NO ON SONOMA CLEAN POWER: Higher cost, more greenhouse gases
Published: Monday, April 22, 2013 at 3:00 a.m.
Last Modified: Monday, April 22, 2013 at 9:00 p.m.
As Sonoma County considers paying more for electricity that is purportedly “green” through a community choice aggregation system, we hope residents and leaders will look beyond the grand claims and focus on the hard fact that this new program will, in all likelihood, emit more greenhouse gases than our current supply.
How could that be? How could a plan that politicians boldly call “green” actually increase greenhouse gases? Here's how.
In the existing Marin County Community Choice Aggregation system, and now the proposed San Francisco and Sonoma County CCAs, the so-called green energy is a mix of renewable energy credits known as “RECs,” out-of-state energy that is backed up with brown grid power and, worst of all, biomass that emits more polluting green house gases than burning coal.
The facts clearly show the Marin's system increased greenhouse gases. Marin County's mix gets nearly twice the amount of energy from burning biomass (wood chips and agricultural waste) than from wind and solar combined. The RECs and out-of-state supplies Marin uses are almost as bad. RECs create no new green power, and the out-of-state supplies hardly ever reach California. They are just “green attributes” that must be backed up with dirty grid power.
PG&E has its faults. We represent more than 60 percent of PG&E workers, including many in Sonoma County, and we have had our battles with management over the years. But we also give credit where credit is due: PG&E has the cleanest energy mix of any major utility. More than 62 percent of its energy is greenhouse gas-free, and almost all the rest comes from high-tech natural gas plants, which has the lowest greenhouse gas footprint of any carbon fuel.
PG&E's energy mix isn't just clean, it is getting cleaner all the time and will be 33 percent certified renewable by 2020. And PG&E has agreed to terms offered by our union, the Sierra Club and other advocacy groups to offer a truly “green option,” which would give customers the choice to purchase 100 percent California solar-generated energy and to invest in new construction of local solar generation. This is what the CCAs talk about but can't do. And this is how the green economy is supposed to work. Local build-out means local construction jobs and more truly clean energy.
So what do we get with the CCA plans? We know we get more expensive power. In San Francisco, the power will cost 93 percent more. And we are likely to get Shell Oil, which is the CCA provider in Marin and is a contender in Sonoma County. Selecting Shell to provide clean energy is an especially ironic twist. Greenpeace has called Shell one “of the dirtiest, most regressive corporations in the world,” and Shell was recently tagged as an energy pirate by the Federal Energy Regulatory Commission for manipulating prices during the California energy crisis.

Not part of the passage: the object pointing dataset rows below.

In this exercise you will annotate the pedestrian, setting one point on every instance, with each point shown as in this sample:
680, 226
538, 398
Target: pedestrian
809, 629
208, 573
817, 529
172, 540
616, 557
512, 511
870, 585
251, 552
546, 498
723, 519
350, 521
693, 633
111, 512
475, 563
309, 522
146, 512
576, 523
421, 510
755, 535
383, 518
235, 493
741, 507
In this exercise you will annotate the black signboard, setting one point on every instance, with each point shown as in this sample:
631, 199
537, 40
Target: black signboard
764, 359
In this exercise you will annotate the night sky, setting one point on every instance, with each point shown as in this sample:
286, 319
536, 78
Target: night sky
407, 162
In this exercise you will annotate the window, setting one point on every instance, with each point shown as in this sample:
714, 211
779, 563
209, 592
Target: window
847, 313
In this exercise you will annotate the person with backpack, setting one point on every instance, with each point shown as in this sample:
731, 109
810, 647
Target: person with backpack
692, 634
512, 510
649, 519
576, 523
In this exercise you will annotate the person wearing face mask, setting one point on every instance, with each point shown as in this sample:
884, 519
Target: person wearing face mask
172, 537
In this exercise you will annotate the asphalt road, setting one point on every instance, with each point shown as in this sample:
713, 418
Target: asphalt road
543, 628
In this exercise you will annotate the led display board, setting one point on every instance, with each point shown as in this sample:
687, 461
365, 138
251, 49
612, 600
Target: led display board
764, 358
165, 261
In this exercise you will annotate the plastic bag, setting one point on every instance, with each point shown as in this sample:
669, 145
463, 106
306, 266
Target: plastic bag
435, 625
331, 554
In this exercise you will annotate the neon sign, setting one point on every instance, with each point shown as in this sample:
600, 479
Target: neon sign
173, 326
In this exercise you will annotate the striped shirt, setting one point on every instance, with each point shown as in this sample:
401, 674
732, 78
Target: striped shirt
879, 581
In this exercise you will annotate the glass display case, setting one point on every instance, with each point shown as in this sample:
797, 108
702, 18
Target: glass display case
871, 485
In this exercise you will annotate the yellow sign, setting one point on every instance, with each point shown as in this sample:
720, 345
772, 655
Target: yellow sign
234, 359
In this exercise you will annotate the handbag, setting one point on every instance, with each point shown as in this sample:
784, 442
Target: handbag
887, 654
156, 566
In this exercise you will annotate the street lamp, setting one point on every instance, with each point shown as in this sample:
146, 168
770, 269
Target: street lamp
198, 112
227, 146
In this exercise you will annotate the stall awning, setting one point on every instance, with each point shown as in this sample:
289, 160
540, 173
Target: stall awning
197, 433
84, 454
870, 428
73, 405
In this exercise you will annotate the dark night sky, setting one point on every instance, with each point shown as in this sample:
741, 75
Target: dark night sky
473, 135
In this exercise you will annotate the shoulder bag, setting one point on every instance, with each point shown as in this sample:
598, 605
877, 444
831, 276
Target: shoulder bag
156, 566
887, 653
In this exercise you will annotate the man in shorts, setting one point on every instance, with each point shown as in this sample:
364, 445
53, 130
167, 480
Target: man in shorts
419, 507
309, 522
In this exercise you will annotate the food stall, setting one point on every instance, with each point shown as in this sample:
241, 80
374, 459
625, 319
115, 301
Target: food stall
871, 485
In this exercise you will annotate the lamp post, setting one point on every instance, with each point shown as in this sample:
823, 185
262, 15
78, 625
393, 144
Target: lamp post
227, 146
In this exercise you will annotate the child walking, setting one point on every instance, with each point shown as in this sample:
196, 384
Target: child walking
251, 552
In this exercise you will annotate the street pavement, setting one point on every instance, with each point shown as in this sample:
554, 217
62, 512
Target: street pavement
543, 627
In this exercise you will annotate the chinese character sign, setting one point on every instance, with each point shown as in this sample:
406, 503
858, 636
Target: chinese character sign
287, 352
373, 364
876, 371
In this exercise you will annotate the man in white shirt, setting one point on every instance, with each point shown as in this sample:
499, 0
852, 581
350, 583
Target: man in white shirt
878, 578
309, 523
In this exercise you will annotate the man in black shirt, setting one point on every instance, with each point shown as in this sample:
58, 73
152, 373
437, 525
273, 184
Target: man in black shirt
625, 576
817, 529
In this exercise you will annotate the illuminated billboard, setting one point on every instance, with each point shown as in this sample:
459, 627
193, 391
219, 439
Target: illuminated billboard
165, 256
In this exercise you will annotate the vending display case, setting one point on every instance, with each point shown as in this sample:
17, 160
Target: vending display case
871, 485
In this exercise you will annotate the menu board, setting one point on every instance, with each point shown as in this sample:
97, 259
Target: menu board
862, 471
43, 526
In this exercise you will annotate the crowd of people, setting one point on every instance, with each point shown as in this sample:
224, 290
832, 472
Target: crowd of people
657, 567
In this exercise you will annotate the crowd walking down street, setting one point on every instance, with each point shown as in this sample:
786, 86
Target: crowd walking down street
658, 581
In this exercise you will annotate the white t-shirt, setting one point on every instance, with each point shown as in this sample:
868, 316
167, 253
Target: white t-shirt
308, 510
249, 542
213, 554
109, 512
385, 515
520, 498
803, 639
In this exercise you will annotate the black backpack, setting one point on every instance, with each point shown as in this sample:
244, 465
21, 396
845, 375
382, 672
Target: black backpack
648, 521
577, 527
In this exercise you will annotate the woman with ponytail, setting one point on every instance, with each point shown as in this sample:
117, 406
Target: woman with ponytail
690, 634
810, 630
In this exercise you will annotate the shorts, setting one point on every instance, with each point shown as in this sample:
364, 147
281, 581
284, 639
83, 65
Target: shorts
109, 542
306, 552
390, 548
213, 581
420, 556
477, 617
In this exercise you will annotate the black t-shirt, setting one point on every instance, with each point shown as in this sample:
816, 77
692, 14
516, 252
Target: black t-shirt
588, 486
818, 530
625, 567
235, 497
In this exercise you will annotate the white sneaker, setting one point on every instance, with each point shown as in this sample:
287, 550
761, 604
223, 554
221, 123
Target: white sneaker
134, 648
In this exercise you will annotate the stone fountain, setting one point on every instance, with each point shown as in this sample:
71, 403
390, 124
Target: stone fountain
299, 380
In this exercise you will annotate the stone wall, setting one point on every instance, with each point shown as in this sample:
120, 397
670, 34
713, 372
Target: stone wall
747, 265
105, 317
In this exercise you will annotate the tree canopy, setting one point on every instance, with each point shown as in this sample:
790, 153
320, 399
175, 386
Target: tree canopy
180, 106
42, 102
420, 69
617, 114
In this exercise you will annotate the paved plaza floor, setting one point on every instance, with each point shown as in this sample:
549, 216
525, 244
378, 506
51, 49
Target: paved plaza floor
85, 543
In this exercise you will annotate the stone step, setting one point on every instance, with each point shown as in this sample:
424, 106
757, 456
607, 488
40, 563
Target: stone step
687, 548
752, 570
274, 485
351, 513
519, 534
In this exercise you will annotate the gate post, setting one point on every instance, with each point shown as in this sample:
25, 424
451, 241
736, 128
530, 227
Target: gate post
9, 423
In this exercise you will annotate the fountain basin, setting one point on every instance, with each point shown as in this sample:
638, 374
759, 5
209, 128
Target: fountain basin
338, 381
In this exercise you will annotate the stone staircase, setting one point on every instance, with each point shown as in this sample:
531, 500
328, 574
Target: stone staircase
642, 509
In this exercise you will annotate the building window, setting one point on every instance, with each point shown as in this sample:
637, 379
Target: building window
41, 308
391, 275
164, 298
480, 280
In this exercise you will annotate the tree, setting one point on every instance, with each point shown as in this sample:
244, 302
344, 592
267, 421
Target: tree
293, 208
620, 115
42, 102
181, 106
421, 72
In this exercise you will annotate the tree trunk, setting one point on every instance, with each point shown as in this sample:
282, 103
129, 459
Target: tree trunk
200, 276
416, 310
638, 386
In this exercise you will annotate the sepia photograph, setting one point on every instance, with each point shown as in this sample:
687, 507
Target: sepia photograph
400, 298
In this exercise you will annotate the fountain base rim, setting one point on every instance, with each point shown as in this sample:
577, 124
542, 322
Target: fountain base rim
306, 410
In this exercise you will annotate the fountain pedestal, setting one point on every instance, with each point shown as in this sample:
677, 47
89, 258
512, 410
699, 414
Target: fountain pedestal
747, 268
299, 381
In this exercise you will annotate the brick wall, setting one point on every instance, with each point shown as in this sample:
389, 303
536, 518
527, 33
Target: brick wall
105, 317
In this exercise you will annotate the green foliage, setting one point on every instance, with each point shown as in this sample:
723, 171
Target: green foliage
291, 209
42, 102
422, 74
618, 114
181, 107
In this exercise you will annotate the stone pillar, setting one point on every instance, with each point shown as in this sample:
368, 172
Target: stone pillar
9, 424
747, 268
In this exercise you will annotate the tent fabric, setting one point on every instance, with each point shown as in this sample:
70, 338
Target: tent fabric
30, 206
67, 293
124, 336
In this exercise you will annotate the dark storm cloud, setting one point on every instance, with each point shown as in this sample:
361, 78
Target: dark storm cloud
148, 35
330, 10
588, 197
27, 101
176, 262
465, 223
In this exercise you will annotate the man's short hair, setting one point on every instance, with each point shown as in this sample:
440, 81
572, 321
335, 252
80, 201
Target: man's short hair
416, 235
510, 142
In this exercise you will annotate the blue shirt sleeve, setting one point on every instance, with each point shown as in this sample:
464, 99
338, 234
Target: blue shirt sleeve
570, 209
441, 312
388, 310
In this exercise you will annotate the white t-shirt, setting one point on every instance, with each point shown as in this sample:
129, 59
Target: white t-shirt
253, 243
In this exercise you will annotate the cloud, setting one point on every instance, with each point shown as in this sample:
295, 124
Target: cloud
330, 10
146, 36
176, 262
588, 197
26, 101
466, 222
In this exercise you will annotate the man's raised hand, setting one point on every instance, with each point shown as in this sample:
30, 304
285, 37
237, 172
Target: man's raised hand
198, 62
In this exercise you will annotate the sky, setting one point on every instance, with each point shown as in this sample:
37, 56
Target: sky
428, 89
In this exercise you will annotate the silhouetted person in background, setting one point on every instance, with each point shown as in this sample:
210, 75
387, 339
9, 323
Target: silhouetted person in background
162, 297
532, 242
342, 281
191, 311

What CCA doesn't give you is a real choice, since residents will be automatically enrolled. You will need to opt out to avoid paying more for dirtier energy. When big companies automatically enroll customers in pricier plans, it is called “slamming” — and it is illegal because many customers don't notice the difference until they have been financially harmed.
With community choice aggregation, politicians and proponents get to claim they are “green." But we get forced into a system that costs more and delivers less.
Don't be fooled by the claims. Look at the facts.
Hunter Stern is a business representative with the International Brotherhood of Electrical Workers, Local Union 1245, which represents more than 19,500 utility workers in Northern and Central California, including those employed by PG&E and the city of Healdsburg.